Why was it so blatantly obvious when someone was a good employee, even if they haven’t been trained do actually do the job yet?
I’ve had a lot of time to think about this, and these are the four traits that strong employees immediately display:
Right off the bat, I can tell someone is going to be a good fit for the job I’m training them on by how many questions they ask or how they interact with the material I’m teaching them.
I had one employee who would make small talk during her training modules. She never had any questions, which would have been fine, but every other slide she’d stop to talk about something unrelated. This just tells me she was uninterested.

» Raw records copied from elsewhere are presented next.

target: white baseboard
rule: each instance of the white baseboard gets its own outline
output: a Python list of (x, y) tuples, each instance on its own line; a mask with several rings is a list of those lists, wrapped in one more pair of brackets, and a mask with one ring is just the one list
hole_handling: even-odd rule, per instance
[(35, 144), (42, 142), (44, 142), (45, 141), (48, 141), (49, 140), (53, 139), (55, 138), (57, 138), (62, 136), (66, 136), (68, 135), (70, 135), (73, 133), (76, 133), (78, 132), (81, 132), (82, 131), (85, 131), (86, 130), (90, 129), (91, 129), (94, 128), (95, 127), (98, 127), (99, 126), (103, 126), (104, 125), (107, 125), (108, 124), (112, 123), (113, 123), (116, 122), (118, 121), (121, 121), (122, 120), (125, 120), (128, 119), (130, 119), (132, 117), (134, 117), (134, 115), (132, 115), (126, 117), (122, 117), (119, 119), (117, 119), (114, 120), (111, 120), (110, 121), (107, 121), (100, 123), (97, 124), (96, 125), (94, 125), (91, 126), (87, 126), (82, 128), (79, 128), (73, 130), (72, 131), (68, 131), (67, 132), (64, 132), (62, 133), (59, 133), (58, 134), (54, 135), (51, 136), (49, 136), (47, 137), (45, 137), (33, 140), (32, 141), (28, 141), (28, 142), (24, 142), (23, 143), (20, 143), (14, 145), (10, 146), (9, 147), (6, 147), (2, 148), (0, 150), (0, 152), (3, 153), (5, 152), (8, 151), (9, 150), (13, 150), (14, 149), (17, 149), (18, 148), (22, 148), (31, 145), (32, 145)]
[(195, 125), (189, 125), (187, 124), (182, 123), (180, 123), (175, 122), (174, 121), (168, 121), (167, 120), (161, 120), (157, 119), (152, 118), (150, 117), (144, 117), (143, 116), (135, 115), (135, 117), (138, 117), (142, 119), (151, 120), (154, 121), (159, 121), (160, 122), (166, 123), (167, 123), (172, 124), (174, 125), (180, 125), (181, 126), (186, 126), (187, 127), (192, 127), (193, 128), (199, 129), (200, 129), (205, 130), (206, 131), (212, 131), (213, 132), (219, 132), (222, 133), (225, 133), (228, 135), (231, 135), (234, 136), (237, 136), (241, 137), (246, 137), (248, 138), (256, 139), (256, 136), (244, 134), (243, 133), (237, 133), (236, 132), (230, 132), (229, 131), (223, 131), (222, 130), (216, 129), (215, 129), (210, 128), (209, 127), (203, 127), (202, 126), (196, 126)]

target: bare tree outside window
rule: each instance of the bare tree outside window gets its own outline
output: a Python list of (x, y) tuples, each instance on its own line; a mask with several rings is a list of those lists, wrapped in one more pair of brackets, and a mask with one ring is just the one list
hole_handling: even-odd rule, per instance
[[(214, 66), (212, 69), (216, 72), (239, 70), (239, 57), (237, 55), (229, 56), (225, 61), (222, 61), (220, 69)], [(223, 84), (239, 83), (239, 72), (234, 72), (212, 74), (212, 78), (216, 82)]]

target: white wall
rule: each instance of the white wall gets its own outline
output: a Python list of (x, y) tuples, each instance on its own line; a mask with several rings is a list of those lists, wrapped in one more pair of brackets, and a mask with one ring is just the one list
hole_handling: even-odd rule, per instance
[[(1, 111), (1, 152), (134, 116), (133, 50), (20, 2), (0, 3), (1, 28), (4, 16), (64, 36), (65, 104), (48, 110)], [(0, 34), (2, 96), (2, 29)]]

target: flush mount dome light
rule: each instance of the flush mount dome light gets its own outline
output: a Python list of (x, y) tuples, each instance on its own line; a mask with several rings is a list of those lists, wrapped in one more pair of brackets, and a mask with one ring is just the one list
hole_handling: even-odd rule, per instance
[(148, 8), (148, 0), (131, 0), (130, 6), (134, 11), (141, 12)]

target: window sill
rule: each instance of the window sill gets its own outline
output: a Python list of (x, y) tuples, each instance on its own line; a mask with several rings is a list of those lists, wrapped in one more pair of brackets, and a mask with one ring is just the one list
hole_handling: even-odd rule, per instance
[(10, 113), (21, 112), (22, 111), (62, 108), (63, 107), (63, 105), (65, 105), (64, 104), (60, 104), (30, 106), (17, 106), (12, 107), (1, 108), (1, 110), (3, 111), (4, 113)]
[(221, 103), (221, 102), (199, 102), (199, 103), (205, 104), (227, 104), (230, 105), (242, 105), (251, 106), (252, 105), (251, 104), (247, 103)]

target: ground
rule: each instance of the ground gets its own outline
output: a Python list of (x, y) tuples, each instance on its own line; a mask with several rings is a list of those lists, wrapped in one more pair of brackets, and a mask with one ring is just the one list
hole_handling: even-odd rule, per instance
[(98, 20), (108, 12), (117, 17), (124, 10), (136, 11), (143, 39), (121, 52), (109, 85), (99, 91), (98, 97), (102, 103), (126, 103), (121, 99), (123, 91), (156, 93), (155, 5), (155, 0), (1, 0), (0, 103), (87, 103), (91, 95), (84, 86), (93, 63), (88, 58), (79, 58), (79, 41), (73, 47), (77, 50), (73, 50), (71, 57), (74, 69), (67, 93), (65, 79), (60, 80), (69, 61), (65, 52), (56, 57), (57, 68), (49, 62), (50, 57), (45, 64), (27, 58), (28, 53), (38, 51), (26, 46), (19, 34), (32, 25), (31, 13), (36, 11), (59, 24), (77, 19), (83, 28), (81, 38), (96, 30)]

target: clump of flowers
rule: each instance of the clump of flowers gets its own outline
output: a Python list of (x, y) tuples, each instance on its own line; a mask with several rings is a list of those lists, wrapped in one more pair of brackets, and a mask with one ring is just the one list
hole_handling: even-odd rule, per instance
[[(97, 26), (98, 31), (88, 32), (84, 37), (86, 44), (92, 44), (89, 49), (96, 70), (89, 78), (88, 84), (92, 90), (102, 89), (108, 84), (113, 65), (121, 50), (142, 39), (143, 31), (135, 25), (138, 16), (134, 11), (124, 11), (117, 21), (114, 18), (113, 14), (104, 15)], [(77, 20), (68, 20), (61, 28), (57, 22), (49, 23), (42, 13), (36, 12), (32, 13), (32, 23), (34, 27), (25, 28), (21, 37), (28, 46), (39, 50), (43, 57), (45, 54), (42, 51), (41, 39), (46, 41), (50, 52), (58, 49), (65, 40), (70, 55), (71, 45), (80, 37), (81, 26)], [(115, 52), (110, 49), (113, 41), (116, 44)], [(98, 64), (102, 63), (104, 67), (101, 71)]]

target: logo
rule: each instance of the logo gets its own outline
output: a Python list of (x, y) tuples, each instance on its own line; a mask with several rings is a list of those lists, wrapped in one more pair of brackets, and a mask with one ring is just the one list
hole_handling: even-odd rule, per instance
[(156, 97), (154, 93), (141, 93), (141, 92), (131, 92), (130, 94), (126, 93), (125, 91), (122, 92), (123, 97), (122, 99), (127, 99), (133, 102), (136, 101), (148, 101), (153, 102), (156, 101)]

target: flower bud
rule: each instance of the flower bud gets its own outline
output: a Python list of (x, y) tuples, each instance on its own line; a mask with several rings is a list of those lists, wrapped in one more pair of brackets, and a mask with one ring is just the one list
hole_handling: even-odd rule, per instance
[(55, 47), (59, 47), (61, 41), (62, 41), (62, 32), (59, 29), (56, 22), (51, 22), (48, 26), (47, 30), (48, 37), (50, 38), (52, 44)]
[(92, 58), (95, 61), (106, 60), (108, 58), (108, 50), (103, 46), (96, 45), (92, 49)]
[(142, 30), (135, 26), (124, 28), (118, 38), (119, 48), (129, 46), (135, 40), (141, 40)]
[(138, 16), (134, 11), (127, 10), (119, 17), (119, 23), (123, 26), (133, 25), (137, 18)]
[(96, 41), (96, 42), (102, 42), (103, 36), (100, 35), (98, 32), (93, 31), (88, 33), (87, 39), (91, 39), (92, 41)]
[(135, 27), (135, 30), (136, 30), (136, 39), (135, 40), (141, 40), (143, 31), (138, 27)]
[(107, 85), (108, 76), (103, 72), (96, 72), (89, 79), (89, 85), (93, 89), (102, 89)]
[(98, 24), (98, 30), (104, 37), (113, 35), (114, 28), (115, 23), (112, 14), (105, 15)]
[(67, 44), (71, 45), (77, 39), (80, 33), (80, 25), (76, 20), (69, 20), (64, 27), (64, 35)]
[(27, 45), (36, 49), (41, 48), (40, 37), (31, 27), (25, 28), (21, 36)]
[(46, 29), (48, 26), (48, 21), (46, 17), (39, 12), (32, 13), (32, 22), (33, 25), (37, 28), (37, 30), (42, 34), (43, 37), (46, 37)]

Even after you’ve been working a job for six months, it’s still important to be willing to learn. Sometimes there’s faster ways to do something, or you find out you’ve been doing something wrong the whole time. Mediocre employees tend to get stuck in their ways, while great ones will re-learn something and grow from it.
It speaks an incredible amount about who you are and what you’re doing if you’re able to be punctual. I’m not just talking about being on time to work every day, but also responding to texts, emails and voicemails in a timely fashion if you aren’t able to answer a phone call. Doing so shows a commitment to your work and a basic respect for those around you.
It’s also important to be able to complete tasks on time, so others don’t have to pick up the slack. If you’re new, you have an exception, but only for a few weeks before it becomes a problem.
Your co-workers or boss should never dread asking you do something because they aren’t sure if you’ll reply or get it done on time.
It is one of my favorite things when a new employee notices something that needs to be done and asks about it. Obviously they don’t yet know how to handle the task, but to me, this shows that when they do know how to do everything, they would be able to do it without being asked to.
This is a huge thing to employers. It’s not your managers job to babysit you and constantly make sure that you’re on task.
If you see something that needs to be done, just do it. Run it by your manager first if you’re unsure, but they’ll absolutely appreciate you taking initiative.
When an employee is new, you can see this through them showing up on time on and their ability to complete simple tasks when asked. As they start to learn more and more, the complexity of their tasks will increase until everyone can be confident that they can do their job.
However, when you’ve been there a little while, your employer and co-workers should be confident that you can show up on time and do your job to at least a satisfactory level. Don’t give your coworkers a reason to think that you don’t have the ability to do your job.
Think about all the times you’ve looked at your schedule and groaned when you found out who you were working with. Don’t be that person. Don’t give your co-workers a reason to hate working with you.
These are four things that you can tell about a person as soon as they start working, no matter how skilled they are at their jobs. If you see these traits in you, chances are, you’re a good worker.